Get in the Trenches
Pope Francis is back in Rome after a much-anticipated journey to America. While he was here, he spoke to many people who the world will recognize (President Barack Obama, members of Congress, the United Nations). Yet the most significant part of this journey to the states was the love that Pope Francis showed the least of these.
"The King will reply, 'Truly I tell you, whatever you did for one of the least of these brothers and sisters of mine, you did for me." (Matthew 25:40)
What the world needs the most? Human connection. We have a culture that talks itself blue in the face about love and acceptance, but inside is yearning and longing for authentic love and the ability to recognize self worth.

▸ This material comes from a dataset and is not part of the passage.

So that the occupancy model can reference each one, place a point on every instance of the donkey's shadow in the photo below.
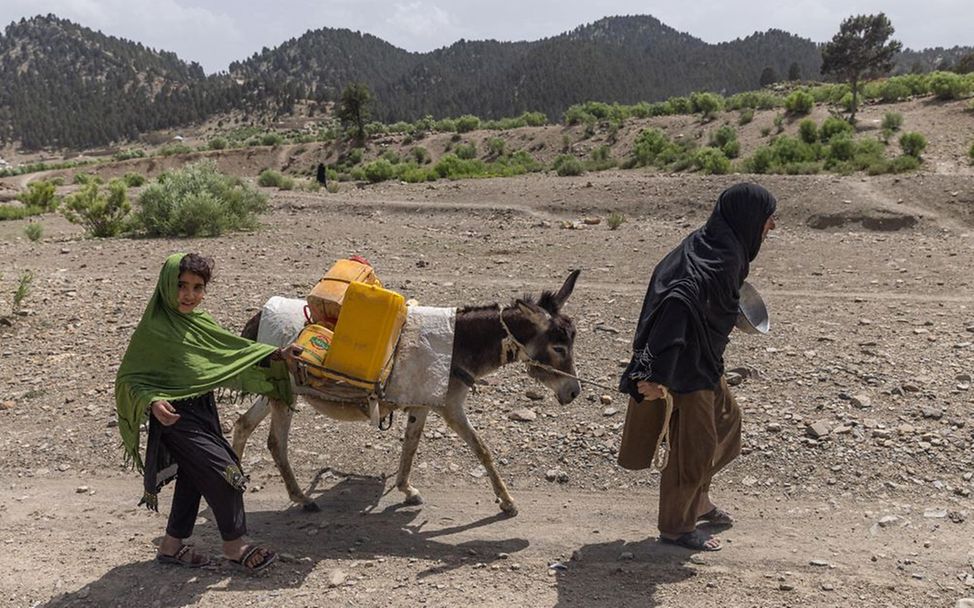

Human connection. It means getting out of your comfort zone and off the path defined by your own will. It means connecting with humans - now such a crazy concept thanks to the blessing/curse of social media. It is being Christ's hands and feet to a world so desperate for touch and care.
We have a God who sees hearts like we see faces, a God who hears ache like we hear voices, and we have a God who touches and holds and heals our wounds like we long to be held.
(Ann Voskamp)
How are you living your faith? Your vocation? Our faith is not supposed to be a clean and tidy hour on Sunday morning. It is not an accessory to put on at convenient times, and hide away when it doesn't match the rest of your outfit. Instead, it's a faith that ignites our passion for others, to serve, to do things the world will look at and scoff at.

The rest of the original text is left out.